Com relação à "preservação" [do formal e longe de ser absoluto] "direito adquirido", alguém (à exceção, claro, dos abobalhados barnabés neoliberais no serviço público "menos igual" do executivo — e que infelizmente nos rodeiam em significativa quantidade) ainda acredita em promessa de político neoliberal integrante do tal "centrão" (que de ideológico/ficcional/figura-fantasia "centro" nada tem)?

 

 

Contudo, tem um fundo de verdade o fato de que essa "nova 'reforma'" neoliberal "dará um novo rumo de despesas, gastos e de serviços" (para o deleite do financismo/rentismo parasitário), pois a precarização radical que será imposta — sob o tacão dos termos da "nova 'reforma'" — em prejuízo dos futuros integrantes que ingressarem no que restar de "serviço público" estatutário do executivo, significará o fator limitante (intransponível!) para os atuais servidores com "direito adquirido". Em outras palavras, a situação vigente (as suas circunstâncias objetivas) do serviço público estatutário do executivo ficará congelada ad aeternum nos atuais marcos "administrativos" [que já são] muito adversos em termos de desvalorização profissional e de injustiça (sobretudo pela falta da data-base) remuneratória.

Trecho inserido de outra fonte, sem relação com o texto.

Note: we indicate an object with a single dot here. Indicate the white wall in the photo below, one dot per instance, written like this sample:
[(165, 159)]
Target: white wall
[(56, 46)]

Economizar de fato, a bem do estado público (e não a bem do estado político parasitado pelo financismo/rentismo)? É claro que não, pois o status quo político não ousa cortar os supersalários e os injustos privilégios dos literais e intocáveis marajanatos (os "mais iguais") de fora do executivo, os quais, como literais guardas pretorianas, são úteis para assegurar a manutenção de um secular sistema explorador e antissocial.

Apenas os "menos iguais" estatutários do executivo, quase que já totalmente dilapidados pelo neoliberalismo, pagarão mais essa conta salgada!